Eh, biz de Greenwich'e kadar gelmişken, bu tarihi rasathaneyi görmesek olmazdı tabii ki.

Bahçeden Londra'nın Gökdelenleri

Greenwich'teki, doğru ismiyle Royal Observatory, Greenwich, yani Greenwich Kraliyet Rasathanesi hayli büyük ve gerçekten çok güzel bir parkın içindeki bir tepenin üzerine kurulmuş. Bahçesinden Londra'nın gökdelenlerinin çok güzel bir görüntüsü var.
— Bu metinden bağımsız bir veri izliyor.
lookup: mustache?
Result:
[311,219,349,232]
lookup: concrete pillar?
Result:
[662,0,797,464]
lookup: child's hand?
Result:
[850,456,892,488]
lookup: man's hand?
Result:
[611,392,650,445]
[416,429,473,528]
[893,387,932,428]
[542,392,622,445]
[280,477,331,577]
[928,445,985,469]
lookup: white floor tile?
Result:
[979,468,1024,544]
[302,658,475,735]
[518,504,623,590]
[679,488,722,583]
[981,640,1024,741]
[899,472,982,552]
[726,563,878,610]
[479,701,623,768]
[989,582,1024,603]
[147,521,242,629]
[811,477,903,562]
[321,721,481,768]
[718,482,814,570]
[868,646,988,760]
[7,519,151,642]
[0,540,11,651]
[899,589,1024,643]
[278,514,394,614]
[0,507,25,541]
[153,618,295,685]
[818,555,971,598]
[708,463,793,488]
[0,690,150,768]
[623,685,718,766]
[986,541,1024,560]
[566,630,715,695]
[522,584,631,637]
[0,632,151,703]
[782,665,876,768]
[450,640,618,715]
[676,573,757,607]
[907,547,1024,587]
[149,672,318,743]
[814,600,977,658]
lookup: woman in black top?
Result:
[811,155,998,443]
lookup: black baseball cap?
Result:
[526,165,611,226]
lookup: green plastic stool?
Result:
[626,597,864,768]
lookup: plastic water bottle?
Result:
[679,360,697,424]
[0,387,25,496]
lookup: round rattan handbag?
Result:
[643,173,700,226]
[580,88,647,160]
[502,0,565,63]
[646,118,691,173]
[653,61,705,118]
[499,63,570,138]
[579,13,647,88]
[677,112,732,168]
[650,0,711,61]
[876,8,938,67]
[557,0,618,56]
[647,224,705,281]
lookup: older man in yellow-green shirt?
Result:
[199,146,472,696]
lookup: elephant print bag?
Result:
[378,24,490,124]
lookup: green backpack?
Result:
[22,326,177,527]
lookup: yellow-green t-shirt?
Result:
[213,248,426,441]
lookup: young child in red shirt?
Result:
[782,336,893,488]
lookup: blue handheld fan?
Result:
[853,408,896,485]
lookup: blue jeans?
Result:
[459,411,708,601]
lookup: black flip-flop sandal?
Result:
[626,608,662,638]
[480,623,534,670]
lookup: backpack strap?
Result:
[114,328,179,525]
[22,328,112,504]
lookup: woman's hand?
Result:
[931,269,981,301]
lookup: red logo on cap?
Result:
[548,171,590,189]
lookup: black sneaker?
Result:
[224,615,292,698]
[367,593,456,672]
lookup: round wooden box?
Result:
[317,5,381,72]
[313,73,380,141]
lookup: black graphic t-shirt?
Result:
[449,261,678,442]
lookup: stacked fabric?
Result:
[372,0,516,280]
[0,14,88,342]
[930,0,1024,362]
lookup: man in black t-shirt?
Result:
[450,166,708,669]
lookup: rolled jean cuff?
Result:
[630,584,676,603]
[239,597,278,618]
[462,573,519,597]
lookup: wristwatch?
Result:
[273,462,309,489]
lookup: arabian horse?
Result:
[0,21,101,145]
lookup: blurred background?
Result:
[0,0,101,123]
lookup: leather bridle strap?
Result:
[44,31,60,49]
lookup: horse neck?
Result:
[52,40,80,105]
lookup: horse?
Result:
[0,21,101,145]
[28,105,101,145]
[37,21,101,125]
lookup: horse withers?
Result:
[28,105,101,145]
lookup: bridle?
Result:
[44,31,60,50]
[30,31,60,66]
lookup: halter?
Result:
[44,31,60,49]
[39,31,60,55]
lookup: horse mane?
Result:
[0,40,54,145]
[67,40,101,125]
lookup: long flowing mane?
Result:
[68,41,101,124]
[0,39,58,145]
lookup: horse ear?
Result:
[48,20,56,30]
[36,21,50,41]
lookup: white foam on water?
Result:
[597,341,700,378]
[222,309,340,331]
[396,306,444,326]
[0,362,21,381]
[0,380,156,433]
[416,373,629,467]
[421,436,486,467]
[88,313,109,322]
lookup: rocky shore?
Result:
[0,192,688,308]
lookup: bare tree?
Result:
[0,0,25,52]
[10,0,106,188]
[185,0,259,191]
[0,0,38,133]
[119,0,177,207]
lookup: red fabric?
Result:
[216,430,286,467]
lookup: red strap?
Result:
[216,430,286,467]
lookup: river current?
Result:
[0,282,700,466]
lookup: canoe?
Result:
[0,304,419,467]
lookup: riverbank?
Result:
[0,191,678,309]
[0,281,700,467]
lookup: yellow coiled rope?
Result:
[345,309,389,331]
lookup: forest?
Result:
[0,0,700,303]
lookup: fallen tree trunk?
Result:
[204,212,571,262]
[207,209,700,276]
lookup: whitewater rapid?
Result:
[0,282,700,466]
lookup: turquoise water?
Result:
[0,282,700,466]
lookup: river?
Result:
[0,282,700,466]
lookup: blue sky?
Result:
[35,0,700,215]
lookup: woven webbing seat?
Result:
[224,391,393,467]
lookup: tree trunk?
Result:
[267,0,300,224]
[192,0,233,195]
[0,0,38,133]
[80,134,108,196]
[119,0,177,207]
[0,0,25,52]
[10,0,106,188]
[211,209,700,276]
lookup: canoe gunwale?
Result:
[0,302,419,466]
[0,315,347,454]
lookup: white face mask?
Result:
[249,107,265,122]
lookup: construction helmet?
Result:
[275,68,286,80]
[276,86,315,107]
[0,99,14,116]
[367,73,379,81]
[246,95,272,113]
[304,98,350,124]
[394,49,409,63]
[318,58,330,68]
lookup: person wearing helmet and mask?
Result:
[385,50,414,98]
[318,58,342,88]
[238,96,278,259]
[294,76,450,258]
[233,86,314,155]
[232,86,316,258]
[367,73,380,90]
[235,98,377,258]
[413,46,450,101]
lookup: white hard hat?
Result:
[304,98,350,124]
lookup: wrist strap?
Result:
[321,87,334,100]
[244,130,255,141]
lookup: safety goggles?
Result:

İçeride ise devasa bir teleskop ile astronomi ve zaman ölçümü ile ilgili gereçler sergilenmiş. Ancak kuşkusuz, buraya gelenlerin görmek istediği tek bir nokta var, daha doğrusu tek bir 'çizgi'…

Sıfır Meridyeni!

Bahçe üzerine net bir şekilde işaretlenmiş ve her gelen de bunun üzerinde bir selfie çekiyor doğal olarak. Hatta müze, meridyen çizgisi üzerinde çekilen selfilerin katıldığı bir yarışma başlatmış.

🐝Mezzy🐝 Meridyen Sıfirda
Biz de bu ilginç noktada bol bol resmimizi çektik. Hem 🐝Mezzy🐝, hem Jelena rasathaneyi ve meridyen çizgisini ilgi ile gezdiler. Buraya gelme fikri benimdi ve ikisinin de sevip, sevmeyeceğini kestiremiyordum açıkçası.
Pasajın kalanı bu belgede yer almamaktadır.